New Tests for New Tech

Cart or Car Crash?

In one test, a lab robot repeatedly pushes a shopping cart loaded with a 110-lbs. weight – more than the average grocery order – into the vehicle doors at 10 miles per hour. Engineers use advanced computers to take thousands of sensor impact readings.

Pedaling Safety

One robotic test replicates the impact of a bicycle on the car door, helping engineers further refine the sensors to ignore this type of impact situation that likely wouldn’t be harmful to the vehicle occupant in a real-world incident.

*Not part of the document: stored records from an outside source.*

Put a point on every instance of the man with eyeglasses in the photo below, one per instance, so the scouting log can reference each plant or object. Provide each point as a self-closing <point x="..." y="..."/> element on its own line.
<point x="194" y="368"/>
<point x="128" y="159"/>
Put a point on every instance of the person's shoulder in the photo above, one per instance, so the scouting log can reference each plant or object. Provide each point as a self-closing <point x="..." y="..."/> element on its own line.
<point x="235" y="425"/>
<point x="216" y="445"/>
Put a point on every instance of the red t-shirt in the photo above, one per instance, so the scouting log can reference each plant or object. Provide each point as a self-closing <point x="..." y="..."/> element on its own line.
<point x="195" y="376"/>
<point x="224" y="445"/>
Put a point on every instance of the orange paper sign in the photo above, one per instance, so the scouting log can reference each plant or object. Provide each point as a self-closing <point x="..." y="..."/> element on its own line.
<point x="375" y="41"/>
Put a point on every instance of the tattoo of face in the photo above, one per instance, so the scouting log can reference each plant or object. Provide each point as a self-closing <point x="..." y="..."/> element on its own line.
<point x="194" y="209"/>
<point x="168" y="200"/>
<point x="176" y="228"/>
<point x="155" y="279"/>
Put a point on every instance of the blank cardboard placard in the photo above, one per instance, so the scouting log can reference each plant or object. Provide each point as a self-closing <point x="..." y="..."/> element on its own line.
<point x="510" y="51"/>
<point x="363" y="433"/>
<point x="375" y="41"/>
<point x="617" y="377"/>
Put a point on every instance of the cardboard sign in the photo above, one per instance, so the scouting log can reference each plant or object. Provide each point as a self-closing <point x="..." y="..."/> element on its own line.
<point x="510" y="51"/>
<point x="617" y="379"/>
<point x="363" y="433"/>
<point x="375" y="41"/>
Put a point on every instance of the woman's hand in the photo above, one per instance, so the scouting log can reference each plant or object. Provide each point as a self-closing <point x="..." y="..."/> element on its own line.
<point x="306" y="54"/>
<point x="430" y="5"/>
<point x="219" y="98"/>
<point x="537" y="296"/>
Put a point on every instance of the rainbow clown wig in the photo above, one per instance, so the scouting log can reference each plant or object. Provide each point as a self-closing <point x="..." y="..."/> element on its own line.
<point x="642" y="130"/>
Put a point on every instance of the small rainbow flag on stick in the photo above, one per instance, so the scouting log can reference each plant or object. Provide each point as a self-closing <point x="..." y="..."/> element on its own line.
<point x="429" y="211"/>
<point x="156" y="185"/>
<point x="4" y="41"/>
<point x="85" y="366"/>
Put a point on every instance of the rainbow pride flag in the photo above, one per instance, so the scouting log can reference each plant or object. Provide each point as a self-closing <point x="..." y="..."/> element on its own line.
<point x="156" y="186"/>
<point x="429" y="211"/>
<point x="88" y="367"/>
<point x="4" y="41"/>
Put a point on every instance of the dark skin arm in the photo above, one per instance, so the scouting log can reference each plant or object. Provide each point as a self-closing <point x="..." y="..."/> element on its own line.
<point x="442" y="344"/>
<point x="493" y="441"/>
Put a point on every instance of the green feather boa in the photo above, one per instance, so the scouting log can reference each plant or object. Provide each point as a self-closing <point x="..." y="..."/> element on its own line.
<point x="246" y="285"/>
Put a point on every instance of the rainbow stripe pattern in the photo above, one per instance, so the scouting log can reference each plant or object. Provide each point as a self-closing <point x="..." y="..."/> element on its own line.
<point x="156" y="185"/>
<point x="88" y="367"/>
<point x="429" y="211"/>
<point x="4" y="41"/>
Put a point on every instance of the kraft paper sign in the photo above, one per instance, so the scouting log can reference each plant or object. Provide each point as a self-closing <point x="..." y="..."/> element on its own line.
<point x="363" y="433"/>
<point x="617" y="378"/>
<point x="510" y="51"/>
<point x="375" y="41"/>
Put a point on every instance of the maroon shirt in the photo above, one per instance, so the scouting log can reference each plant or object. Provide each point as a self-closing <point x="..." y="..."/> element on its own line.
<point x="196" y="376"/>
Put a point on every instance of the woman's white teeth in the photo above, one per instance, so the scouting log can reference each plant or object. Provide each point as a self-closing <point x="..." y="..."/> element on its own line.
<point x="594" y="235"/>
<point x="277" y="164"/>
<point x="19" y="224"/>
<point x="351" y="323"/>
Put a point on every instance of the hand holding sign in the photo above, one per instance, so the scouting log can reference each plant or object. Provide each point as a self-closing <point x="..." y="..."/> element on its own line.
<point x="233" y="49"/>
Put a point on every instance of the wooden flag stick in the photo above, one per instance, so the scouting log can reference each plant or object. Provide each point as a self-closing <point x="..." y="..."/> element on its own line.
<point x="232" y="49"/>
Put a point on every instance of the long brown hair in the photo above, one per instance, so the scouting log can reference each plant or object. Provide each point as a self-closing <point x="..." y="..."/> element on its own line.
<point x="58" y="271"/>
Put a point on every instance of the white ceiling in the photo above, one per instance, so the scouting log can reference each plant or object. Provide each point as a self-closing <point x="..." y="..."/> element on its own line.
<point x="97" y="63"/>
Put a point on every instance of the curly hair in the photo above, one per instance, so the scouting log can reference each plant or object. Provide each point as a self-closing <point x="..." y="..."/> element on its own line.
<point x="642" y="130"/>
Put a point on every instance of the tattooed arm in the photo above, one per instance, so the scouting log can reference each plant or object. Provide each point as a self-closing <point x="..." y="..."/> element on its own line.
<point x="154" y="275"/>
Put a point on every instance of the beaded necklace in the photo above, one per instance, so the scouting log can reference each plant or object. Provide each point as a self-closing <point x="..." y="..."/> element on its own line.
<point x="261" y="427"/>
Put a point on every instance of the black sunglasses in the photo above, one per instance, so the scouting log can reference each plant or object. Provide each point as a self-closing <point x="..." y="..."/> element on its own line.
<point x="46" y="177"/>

Side air bag systems on some new Ford vehicles use pressure pulses from a side impact to deploy 30 percent faster than a traditional air bag system that uses acceleration-based sensors.

Foul Ball

Pressure-based sensors help predict crash forces before the full impact occurs and more accurately measure accident crash severity to help better differentiate between a potentially dangerous air bag-deployable crash and relatively harmless daily abuse that should not require air bag protection.

By ramming car doors with carts, wheels and a tool that replicates a hard-thrown ball, Ford engineers can calibrate the air bag sensor to disregard typically minor mishaps that happen in neighborhoods every day.